If a genie in a bottle asked me to make one wish, I would wish to have the ‘perfect’ body. The genie would then ask me to define the ‘perfect’ body. Without hesitation, I insist it’s a skinny and feminine body with just enough muscle and tone to add shape and definition. This includes a perfect proportions, lengthy legs, and must have a thigh gap.
The current media worships the skinny look. We are inundated by the ‘ideal’ body type everywhere we turn: mannequins, supermodels, actresses, TV personalities, Barbie, pageant contestants, and more. Born with a short stature and athletic build, I have had crippling doubts about my appearance. I was totally controlled by other people’s ideas of what I was supposed to look like. These beauty standards are unrealistic and can have a detrimental effect on the eating habits and self-esteem of countless women—including myself.
In an attempt to attain the ideal body type, I engaged in negative behaviors including restrictive eating and compulsive exercise. As I began losing weight and becoming thinner, I became motivated to cut out more and more from my diet. Eventually, I was barely eating anything, but I was overwhelmingly thin—a body I had long yearned for.
I was skinny, but I was miserable. I had a thigh gap, but I was somber. I was toned, but I was weak and frail. Before developing anorexia nervosa, I equated thinness to happiness and beauty. And, let me tell you, I couldn’t have been more wrong. My personality had been stripped from me. My ability to interact, laugh, and enjoy life had vanished. And, while my goal was to become more attractive by becoming skinny, I became undesirable and frightful.

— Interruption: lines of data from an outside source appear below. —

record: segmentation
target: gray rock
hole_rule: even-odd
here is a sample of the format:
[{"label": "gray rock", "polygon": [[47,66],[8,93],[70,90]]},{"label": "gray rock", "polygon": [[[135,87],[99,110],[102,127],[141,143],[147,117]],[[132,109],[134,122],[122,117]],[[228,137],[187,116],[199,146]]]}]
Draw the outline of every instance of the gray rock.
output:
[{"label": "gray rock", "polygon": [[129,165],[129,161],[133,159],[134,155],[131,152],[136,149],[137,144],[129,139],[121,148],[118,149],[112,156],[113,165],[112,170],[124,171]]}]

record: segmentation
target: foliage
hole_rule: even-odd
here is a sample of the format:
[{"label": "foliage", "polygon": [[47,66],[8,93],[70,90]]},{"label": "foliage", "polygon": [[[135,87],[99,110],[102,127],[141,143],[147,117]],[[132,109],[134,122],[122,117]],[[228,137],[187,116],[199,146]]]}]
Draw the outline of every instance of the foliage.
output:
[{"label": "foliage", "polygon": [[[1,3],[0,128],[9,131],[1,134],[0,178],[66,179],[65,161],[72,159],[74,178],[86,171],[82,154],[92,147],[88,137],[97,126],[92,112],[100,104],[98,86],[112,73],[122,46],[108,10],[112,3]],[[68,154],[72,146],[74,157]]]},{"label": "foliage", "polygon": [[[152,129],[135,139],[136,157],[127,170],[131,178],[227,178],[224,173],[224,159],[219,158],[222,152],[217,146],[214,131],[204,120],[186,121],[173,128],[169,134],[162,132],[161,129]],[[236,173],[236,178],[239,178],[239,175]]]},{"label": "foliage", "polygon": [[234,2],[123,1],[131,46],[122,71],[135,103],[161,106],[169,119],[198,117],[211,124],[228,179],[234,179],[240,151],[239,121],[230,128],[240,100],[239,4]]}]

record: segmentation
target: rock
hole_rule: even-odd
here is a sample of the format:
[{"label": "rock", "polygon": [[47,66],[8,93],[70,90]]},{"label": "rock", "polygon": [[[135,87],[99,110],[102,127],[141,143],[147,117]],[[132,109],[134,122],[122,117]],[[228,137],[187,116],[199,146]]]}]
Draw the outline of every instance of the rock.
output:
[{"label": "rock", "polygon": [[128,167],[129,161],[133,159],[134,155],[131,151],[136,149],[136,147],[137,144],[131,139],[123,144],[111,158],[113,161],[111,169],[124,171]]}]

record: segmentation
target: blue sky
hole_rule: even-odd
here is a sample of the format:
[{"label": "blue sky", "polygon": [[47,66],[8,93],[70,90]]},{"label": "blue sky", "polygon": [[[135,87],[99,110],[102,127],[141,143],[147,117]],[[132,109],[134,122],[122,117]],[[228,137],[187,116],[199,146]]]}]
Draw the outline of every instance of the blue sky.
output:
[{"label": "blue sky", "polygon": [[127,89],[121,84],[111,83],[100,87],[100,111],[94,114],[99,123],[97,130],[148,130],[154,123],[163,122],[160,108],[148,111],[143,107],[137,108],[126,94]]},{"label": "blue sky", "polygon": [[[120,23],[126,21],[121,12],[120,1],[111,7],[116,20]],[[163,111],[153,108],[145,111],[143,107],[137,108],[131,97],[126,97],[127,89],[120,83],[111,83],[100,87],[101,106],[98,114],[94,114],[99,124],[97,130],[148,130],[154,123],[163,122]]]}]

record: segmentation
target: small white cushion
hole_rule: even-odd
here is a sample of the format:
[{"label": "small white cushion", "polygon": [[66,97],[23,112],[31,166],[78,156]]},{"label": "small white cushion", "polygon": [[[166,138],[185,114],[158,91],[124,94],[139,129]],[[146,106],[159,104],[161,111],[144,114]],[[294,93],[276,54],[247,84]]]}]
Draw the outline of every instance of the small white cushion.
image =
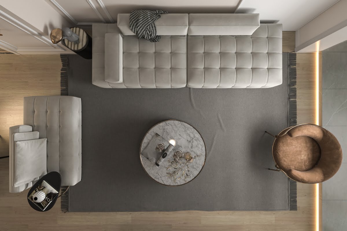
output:
[{"label": "small white cushion", "polygon": [[259,14],[190,14],[189,35],[251,35],[260,25]]},{"label": "small white cushion", "polygon": [[15,142],[15,187],[37,180],[47,174],[46,143],[45,138]]}]

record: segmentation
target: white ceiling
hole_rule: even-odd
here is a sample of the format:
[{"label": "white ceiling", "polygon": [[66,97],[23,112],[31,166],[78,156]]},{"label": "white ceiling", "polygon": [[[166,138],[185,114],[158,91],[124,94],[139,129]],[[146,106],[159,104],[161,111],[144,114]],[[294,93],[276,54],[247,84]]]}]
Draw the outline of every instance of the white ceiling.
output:
[{"label": "white ceiling", "polygon": [[10,43],[12,46],[26,48],[51,47],[1,18],[0,25],[1,33],[3,35],[0,36],[0,39]]},{"label": "white ceiling", "polygon": [[282,24],[296,30],[339,0],[243,0],[236,13],[256,13],[263,22]]},{"label": "white ceiling", "polygon": [[[139,9],[161,9],[170,13],[233,13],[240,0],[45,0],[62,15],[66,13],[75,23],[110,23],[119,13]],[[61,9],[59,9],[59,6]],[[104,7],[103,7],[104,6]],[[64,11],[65,11],[65,12]],[[107,14],[109,13],[109,17]],[[69,17],[68,16],[68,18]],[[70,19],[70,20],[71,18]]]}]

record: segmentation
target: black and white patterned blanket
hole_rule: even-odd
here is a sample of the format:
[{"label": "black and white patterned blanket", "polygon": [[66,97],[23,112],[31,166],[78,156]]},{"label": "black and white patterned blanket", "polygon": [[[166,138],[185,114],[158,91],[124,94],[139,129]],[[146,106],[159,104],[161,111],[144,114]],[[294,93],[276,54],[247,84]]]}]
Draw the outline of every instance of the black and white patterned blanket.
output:
[{"label": "black and white patterned blanket", "polygon": [[152,42],[158,42],[161,36],[156,35],[156,28],[154,22],[160,18],[160,14],[167,12],[160,10],[133,10],[130,13],[130,29],[140,38],[144,38]]}]

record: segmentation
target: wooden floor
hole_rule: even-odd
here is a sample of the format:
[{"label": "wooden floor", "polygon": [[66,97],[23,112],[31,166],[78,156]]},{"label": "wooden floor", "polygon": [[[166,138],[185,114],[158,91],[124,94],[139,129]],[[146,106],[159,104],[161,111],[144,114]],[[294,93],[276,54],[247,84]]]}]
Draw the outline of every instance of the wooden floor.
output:
[{"label": "wooden floor", "polygon": [[[298,123],[315,122],[314,58],[312,54],[297,55]],[[23,97],[59,94],[61,66],[58,55],[0,54],[1,155],[8,155],[9,127],[23,123]],[[27,192],[8,192],[8,160],[2,159],[0,230],[311,231],[315,230],[315,187],[298,184],[297,212],[62,213],[58,200],[50,211],[40,213],[28,204]]]}]

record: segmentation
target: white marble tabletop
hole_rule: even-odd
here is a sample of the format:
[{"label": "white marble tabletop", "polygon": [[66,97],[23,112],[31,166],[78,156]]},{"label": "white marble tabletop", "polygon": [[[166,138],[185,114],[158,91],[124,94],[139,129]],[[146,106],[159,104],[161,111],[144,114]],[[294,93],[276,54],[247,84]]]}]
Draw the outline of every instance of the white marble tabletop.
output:
[{"label": "white marble tabletop", "polygon": [[[155,133],[175,142],[174,149],[158,168],[141,154]],[[158,183],[170,186],[181,185],[194,179],[203,167],[206,157],[206,146],[200,133],[187,123],[175,120],[163,121],[151,128],[142,140],[140,150],[141,162],[148,175]],[[179,150],[183,156],[190,153],[193,161],[189,162],[181,158],[175,161],[174,153]]]}]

Life had some harsh lessons for me. By developing an eating disorder, receiving intensive treatment for it, and having the strength to recover from it, I changed my entire personality and perspective on life. And I realized, not just intellectually, but right down to the core of my being that true beauty shines from the inside out. It’s about loving yourself for who you are, not what you look like. It’s about being truthful, honest, helpful, and trustworthy. It is about being the best person you can possibly be.
So, when the Miss America competition announced on Tuesday there will be major changes, I instantly got the goosebumps and had to pinch myself. According to ABC News, the organization will be scrapping their swimsuit competition and will no longer judge contestants based on physical appearance. Instead, contestants will take part in a live interactive session with the judges, and will be asked to demonstrate their passion, intelligence and overall understanding of the job of Miss America. The organization is also getting rid of the evening gown portion of the competition and instead asking contestants to wear attire that makes them feel confident and expresses their personal style. The contestants will also discuss how they will advance their chosen causes, called “social impact initiatives” by the Miss America Organization. This cultural revolution of women showing the world who they are as a person from ‘the inside of their soul’ is empowering, inspiring, and promising.
My hope is that this change encourages us to focus on our character over our appearance. As a result, our society will become healthier, happier, and more productive, which should be our ultimate aspiration. And, who knows, soon the most compassionate, giving and caring individual may be pictured on the cover of magazines like Women’s Health, Seventeen, Self, VOGUE, or InStyle.